Net debt fell by roughly €250 million to €10.2 billion over the course of the year, reflecting both operational cash generation and the company's stated focus on reducing financial liabilities. The equity ratio, however, declined to 13.3 percent from 18.9 percent in 2024, weighed down by the net loss.
Strategic Repositioning and Workforce Reduction
ZF has been undergoing a broad restructuring since announcing plans in mid-2024 to cut between 11,000 and 14,000 jobs in Germany. As of December 31, 2025, total global headcount stood at 153,153, down from 161,631 a year earlier — a reduction of about 5 percent. The German workforce fell by a similar proportion to 49,210. The company said reductions are being achieved through voluntary measures including attrition, severance agreements, partial retirement schemes, and reduced working hours.
A significant transaction in the strategic realignment is the agreed sale of ZF's Advanced Driver Assistance Systems (ADAS) passenger car business to Harman Inc., a U.S.-based electronics company, at an enterprise value of €1.5 billion. The deal, which remains subject to regulatory approvals, is expected to close in the second half of 2026. ZF said it will retain ADAS capabilities within its commercial vehicles division.

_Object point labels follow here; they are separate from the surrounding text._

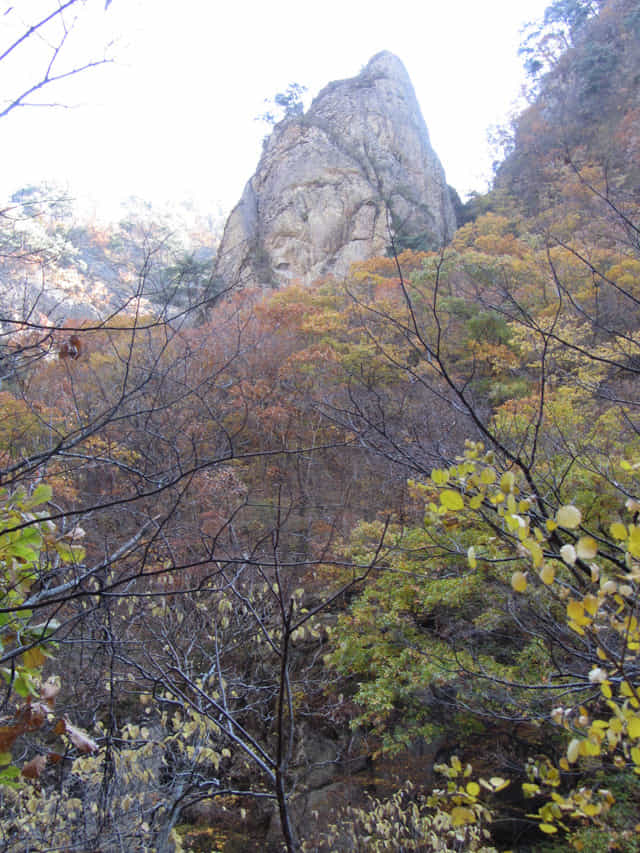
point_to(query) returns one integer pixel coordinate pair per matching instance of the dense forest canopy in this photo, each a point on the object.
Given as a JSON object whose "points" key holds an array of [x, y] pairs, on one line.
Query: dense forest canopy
{"points": [[352, 566]]}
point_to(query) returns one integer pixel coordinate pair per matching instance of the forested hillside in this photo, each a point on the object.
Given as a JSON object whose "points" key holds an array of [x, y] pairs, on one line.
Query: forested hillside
{"points": [[348, 566]]}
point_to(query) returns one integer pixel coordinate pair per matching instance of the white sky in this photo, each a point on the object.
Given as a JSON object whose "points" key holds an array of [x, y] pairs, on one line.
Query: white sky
{"points": [[175, 117]]}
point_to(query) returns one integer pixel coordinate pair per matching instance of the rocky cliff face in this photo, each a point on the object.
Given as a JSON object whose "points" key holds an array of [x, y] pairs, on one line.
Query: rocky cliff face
{"points": [[332, 183]]}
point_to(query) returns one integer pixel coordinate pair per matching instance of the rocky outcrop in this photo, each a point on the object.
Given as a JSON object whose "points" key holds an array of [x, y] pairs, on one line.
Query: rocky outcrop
{"points": [[333, 184]]}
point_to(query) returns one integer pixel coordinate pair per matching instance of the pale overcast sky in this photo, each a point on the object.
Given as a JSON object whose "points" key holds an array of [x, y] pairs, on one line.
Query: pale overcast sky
{"points": [[175, 117]]}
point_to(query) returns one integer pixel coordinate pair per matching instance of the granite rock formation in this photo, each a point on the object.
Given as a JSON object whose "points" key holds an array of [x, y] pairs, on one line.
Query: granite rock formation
{"points": [[332, 182]]}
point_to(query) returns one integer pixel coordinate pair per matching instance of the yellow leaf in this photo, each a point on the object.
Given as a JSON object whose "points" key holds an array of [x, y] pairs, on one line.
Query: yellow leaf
{"points": [[461, 816], [618, 530], [575, 610], [569, 517], [633, 728], [547, 574], [451, 500], [519, 581], [573, 751], [634, 541], [507, 481], [587, 548]]}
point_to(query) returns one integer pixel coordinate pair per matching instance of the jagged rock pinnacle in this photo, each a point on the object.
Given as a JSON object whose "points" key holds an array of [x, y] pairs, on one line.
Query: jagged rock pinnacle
{"points": [[333, 184]]}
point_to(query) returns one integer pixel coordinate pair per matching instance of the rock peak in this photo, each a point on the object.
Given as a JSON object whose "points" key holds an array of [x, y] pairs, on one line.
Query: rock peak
{"points": [[388, 63], [333, 185]]}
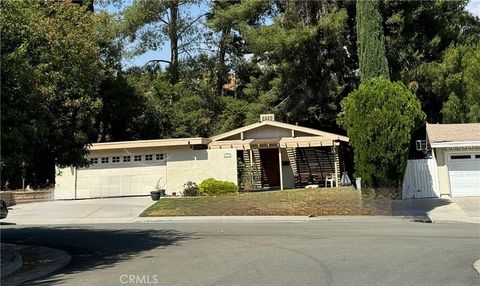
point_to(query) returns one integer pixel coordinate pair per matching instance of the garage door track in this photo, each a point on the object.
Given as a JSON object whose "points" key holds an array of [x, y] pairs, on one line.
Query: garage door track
{"points": [[111, 210]]}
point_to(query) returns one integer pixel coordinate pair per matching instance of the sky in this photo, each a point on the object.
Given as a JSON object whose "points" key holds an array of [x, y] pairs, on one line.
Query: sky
{"points": [[164, 53]]}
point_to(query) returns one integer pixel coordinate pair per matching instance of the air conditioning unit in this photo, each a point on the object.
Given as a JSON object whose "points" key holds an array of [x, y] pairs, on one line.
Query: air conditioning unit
{"points": [[421, 145], [267, 117]]}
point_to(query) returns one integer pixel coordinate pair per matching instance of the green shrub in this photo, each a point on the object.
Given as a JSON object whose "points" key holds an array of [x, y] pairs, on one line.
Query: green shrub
{"points": [[380, 117], [190, 189], [212, 187]]}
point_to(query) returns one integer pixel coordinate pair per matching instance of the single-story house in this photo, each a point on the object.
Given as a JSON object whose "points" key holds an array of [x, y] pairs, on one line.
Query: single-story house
{"points": [[456, 151], [278, 155]]}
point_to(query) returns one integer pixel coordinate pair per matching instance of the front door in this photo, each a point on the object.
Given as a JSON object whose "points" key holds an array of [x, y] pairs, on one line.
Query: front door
{"points": [[270, 172]]}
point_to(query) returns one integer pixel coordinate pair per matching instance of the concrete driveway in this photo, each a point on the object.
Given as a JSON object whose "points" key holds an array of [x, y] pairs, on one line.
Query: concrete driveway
{"points": [[470, 205], [111, 210]]}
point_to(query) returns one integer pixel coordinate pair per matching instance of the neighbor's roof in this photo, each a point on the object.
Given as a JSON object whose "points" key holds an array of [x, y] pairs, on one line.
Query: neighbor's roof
{"points": [[311, 131], [150, 143], [453, 135]]}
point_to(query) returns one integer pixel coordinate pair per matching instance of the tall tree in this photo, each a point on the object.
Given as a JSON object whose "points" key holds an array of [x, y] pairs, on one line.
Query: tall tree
{"points": [[154, 22], [51, 72], [371, 42]]}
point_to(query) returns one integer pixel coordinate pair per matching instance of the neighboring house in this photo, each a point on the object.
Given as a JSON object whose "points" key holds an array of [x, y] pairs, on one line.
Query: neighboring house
{"points": [[277, 155], [452, 167]]}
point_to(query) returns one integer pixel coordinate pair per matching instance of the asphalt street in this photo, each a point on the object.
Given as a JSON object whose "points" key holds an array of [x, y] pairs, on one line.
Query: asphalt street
{"points": [[390, 252]]}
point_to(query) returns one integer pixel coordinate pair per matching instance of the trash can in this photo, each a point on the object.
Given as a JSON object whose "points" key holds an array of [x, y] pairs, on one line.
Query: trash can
{"points": [[358, 183]]}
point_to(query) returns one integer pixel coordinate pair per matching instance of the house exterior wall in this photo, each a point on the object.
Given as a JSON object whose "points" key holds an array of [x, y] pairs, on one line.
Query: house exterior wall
{"points": [[421, 179], [180, 164], [443, 180], [198, 165], [441, 156], [288, 176]]}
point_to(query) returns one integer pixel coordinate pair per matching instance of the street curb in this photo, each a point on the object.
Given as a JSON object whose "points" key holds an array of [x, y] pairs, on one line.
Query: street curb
{"points": [[41, 261], [269, 219], [15, 264]]}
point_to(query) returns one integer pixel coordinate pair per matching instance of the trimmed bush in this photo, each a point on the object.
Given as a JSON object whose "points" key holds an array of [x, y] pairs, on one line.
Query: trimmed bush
{"points": [[190, 189], [212, 187]]}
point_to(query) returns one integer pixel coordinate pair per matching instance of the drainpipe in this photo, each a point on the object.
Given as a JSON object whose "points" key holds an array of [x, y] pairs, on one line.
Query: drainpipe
{"points": [[75, 172], [280, 166]]}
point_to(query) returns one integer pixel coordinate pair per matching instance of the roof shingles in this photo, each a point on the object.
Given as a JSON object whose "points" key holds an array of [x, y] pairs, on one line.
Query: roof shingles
{"points": [[466, 132]]}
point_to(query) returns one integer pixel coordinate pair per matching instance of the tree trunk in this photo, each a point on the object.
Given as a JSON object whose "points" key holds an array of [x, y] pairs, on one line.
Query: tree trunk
{"points": [[174, 67], [221, 69]]}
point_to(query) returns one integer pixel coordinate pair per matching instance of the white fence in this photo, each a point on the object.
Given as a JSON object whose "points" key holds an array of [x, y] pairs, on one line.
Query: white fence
{"points": [[421, 179]]}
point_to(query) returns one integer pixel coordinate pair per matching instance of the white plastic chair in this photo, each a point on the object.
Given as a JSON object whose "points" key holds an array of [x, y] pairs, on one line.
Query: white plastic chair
{"points": [[330, 179]]}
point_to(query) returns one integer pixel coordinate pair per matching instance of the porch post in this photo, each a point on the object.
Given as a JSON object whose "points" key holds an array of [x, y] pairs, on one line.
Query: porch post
{"points": [[336, 158], [280, 166]]}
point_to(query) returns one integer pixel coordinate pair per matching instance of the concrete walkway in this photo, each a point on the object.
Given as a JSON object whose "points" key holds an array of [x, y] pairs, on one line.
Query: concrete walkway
{"points": [[127, 210], [111, 210], [444, 210]]}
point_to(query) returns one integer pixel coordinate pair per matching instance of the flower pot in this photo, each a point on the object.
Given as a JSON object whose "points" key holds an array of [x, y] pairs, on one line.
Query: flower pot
{"points": [[155, 195]]}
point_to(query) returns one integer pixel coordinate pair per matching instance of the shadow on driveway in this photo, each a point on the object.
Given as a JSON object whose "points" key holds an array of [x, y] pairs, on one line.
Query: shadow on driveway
{"points": [[91, 248], [417, 207]]}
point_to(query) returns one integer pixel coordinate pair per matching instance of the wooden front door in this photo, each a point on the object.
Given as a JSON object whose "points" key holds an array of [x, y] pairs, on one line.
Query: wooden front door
{"points": [[270, 172]]}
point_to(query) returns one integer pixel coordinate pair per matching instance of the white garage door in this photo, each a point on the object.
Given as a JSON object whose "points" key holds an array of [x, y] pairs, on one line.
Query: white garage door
{"points": [[464, 173], [115, 178]]}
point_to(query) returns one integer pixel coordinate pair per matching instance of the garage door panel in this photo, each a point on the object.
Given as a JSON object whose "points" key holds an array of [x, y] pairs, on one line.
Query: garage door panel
{"points": [[464, 174], [128, 181]]}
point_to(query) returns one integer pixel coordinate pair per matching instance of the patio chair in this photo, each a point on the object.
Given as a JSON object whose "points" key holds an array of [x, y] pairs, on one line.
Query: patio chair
{"points": [[330, 179]]}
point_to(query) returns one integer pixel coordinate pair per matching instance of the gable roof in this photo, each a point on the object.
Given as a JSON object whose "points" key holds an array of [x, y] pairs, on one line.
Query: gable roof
{"points": [[311, 131], [453, 135], [149, 143]]}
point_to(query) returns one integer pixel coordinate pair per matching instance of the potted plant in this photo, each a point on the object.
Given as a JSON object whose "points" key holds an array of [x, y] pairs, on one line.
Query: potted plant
{"points": [[159, 191]]}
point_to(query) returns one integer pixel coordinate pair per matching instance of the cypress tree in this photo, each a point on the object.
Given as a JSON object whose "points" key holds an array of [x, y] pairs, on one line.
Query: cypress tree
{"points": [[370, 41]]}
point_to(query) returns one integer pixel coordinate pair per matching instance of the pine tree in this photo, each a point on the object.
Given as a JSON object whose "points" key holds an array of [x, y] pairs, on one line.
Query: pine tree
{"points": [[371, 42]]}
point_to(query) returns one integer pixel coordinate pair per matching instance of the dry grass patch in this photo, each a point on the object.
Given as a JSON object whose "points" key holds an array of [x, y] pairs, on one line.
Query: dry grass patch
{"points": [[301, 202]]}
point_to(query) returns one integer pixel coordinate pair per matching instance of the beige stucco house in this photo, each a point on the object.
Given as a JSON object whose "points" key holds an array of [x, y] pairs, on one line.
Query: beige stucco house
{"points": [[277, 155], [456, 151]]}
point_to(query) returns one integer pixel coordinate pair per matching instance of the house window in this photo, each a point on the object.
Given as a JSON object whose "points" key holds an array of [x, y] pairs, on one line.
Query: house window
{"points": [[459, 157], [421, 145]]}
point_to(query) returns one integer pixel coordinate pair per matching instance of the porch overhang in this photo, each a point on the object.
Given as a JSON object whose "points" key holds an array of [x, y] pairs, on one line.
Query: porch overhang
{"points": [[285, 142], [302, 142]]}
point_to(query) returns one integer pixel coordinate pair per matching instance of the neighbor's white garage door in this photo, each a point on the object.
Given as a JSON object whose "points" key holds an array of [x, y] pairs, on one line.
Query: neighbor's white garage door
{"points": [[464, 173]]}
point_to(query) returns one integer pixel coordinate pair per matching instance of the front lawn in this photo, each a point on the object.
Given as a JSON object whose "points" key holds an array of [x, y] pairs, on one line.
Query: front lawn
{"points": [[301, 202]]}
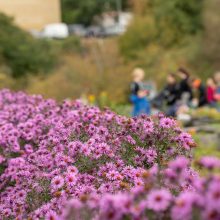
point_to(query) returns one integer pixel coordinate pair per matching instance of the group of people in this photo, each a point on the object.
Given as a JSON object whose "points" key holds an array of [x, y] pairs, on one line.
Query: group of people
{"points": [[181, 92]]}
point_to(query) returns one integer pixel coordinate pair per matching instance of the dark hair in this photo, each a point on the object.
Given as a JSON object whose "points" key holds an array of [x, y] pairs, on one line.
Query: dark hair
{"points": [[184, 71]]}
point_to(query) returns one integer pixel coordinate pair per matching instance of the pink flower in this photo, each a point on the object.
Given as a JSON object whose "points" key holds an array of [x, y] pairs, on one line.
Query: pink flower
{"points": [[70, 179], [57, 182], [159, 200]]}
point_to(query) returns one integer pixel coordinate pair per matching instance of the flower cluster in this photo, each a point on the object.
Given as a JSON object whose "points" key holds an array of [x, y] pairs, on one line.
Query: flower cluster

The company also reached an agreement with employee representatives to restructure its Electrified Powertrain Technology Division independently, while keeping it within the ZF group. Operating performance in that division improved year-over-year, the company said, and the restructuring plan is continuing in 2026.
ZF's research and development spending totaled €3.3 billion in 2025, representing 8.6 percent of sales — unchanged from the prior year ratio despite lower overall revenues. The company said this level of R&D intensity places it among Europe's top 20 corporate research investors. Capital expenditure fell to €1.8 billion from €2.3 billion in 2024.
Bond Issuance and Financing
In February 2026, ZF placed a €1 billion bond with a six-year maturity and a 5.5 percent coupon. The company said investor demand was strong, with the order book six times oversubscribed. CFO Michael Frick described the transaction as evidence of capital market confidence in ZF's financial trajectory and said it extended the company's debt maturity profile at a lower interest rate than existing obligations.
Outlook for 2026
ZF does not expect a meaningful recovery in demand in 2026. The company forecasts group sales of more than €38 billion at stable exchange rates — roughly flat with 2025 — and projects an adjusted EBIT margin of 4.0 to 5.0 percent. Adjusted free cash flow, excluding mergers and acquisitions, is expected to exceed €1 billion.
Miedreich used the results presentation to call on European policymakers to revisit fleet-wide carbon dioxide regulation, arguing that greater flexibility — particularly around plug-in hybrid vehicles — was necessary to support the transition to electric mobility without disrupting industrial employment. The company operates 162 production facilities across 29 countries and employs approximately 153,000 people globally.